Although dermatologists have been using topical minoxidil to treat patients with alopecia for many years, the mechanism by which minoxidil stimulates hair growth remains to be fully elucidated. However, animal studies have shown that the drug stimulates hair growth by shortening the telogen and prolonging the anagen phase.
“Minoxidil prolongs anagen duration, thereby reducing hair shedding and increasing hair length; increases fiber diameter, thereby making hair stronger and reducing breakage; and reverses hair miniaturization, thereby increasing hair counts in balding scalp.

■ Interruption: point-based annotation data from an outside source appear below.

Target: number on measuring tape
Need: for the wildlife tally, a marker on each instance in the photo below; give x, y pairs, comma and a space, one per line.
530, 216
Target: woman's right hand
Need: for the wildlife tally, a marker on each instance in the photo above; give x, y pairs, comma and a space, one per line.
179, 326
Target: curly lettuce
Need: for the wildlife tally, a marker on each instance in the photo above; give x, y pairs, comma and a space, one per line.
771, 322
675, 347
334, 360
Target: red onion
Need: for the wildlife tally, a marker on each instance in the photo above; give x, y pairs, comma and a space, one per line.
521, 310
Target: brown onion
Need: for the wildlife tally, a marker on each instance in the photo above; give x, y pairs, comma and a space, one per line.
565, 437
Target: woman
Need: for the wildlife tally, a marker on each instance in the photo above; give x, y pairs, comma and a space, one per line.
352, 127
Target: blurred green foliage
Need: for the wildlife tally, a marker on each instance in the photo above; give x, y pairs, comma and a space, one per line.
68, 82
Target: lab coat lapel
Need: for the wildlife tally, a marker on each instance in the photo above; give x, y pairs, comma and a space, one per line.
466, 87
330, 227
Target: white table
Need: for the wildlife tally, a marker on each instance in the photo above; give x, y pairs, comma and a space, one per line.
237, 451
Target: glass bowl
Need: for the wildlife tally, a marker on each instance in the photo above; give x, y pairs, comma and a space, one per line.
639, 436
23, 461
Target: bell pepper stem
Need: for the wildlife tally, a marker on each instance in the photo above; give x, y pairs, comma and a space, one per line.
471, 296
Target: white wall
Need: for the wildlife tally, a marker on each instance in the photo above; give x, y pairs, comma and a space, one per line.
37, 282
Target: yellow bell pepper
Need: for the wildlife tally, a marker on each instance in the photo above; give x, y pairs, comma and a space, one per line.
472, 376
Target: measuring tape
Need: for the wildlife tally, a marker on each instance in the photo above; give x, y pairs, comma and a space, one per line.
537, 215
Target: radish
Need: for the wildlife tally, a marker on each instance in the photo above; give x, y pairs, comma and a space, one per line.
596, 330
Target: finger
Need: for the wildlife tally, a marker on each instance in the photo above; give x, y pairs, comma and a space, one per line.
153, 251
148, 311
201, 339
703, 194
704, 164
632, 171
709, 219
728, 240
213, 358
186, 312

It does this by increasing the uptake of the amino acid cysteine into the hair bulb outer root sheath. Transport of cysteine into hair cortex keratinocytes in the emerging anagen fiber is the final step in hair keratinization and the rate-limiting step in hair growth,” Sinclair says.
The usage of oral minoxidil at its standard dosage for hair growth is limited because of side effects associated with its standard dosage.8 Although the drug is initially indicated for refractory hypertension and comes with a black box warning from the FDA for the risk of developing pericardial effusion, it exerts minimal vasodilatory effects on normotensive patients. The most commonly observed side effects included pedal edema, tachycardia, and generalized hypertrichosis.9,10
According to the American Academy of Dermatology Association, minoxidil should be avoided in lactating women and those who are pregnant or planning to get pregnant because of its potential teratogenic effects.11
Although dermatologists recommend LDOM to avert side effects associated with topical minoxidil, the oral form comes with its own side effects. A study published in the Journal of the American Academy of Dermatology found 1 mg oral minoxidil and topical minoxidil 5% solution to be equally effective in treating female pattern hair loss. However, hypertrichosis was more common in patients taking LDOM than their counterparts, which is more troublesome for women than men.12
“Hypertrichosis can occur and is dose-dependent. Interestingly, the hypertrichosis is patterned (upper lip, sideburns, forehead, forearms) rather than generalized and can be reduced by antiandrogens such as bicalutamide. That published finding was a surprise,” says Sinclair. “As there is significant tachyphylaxis with respect to the antihypertensive effects of minoxidil, I always start patients off on a low dose and review the patient every 6 to 12 weeks for dose titration,” he further explains.